Test Suites: 1 failed, 1 total
Tests:       1 failed, 1 total
Snapshots:   0 total
Time:        20.034 s
Ran all test suites matching /modules\/applications\/funkwhale/i.
Jest did not exit one second after the test run has completed.

'This usually means that there are asynchronous operations that weren't stopped in your tests.
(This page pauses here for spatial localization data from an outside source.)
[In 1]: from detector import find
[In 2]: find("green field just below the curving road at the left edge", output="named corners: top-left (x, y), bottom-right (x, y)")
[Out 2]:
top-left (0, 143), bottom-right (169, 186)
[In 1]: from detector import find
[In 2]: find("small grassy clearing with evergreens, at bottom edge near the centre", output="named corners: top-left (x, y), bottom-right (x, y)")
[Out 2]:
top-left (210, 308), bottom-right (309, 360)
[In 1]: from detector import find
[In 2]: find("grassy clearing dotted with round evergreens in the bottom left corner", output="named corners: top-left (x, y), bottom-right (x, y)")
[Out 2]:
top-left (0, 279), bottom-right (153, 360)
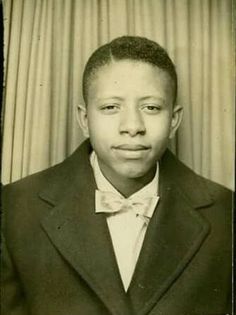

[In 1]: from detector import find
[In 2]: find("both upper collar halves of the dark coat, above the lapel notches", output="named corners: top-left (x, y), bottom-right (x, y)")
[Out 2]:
top-left (40, 140), bottom-right (214, 209)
Consider running Jest with `--detectOpenHandles` to troubleshoot this issue.
error Command failed with exit code 1.
info Visit https://yarnpkg.com/en/docs/cli/run for documentation about this command.
amiraabouhadid commented 5 months ago

was able to deploy using 50GB disk size image

A-Harby commented 5 months ago

was able to deploy using 50GB disk size image

Yes, deployment is working fine, but my point was, why would the filter result in a node with a 40 GB SSD when the SRU option was clearly 50 GB?

AhmedHanafy725 commented 5 months ago

I believe this is a race condition, someone else deployed a VM on this node before you by a few seconds and took the storage and it failed with you while deploying.

I checked the storage pool for this node and it has only one SSD disk, so it's not a mess calculation from the proxy side as it doesn't take that into account.

[
  {
    name: '5537bb63-21f0-4449-9ec9-f568b3fd48e8',
    type: 'ssd',
    size: 512110190592,
    used: 472729518080
  },
  {
    name: 'dccfc185-c8b1-4752-8dcc-783bfede133d',
    type: 'hdd',
    size: 3000592982016,
    used: 0
  },
  {
    name: '636952f1-3045-4dba-b686-7f4b796f543a',
    type: 'hdd',
    size: 3000592982016,
    used: 0
  },
  {
    name: 'd61ff74c-d10a-45c5-aedf-86b549098ce7',
    type: 'hdd',
    size: 3000592982016,
    used: 0
  }
]
A-Harby commented 5 months ago

I believe this is a race condition, someone else deployed a VM on this node before you by a few seconds and took the storage and it failed with you while deploying.

I checked the storage pool for this node and it has only one SSD disk, so it's not a mess calculation from the proxy side as it doesn't take that into account.

It could be a race condition indeed, and it's not reproducible for now, but since the issue happened to the grid client during automated tests, I will pay attention to them and report if it happens again.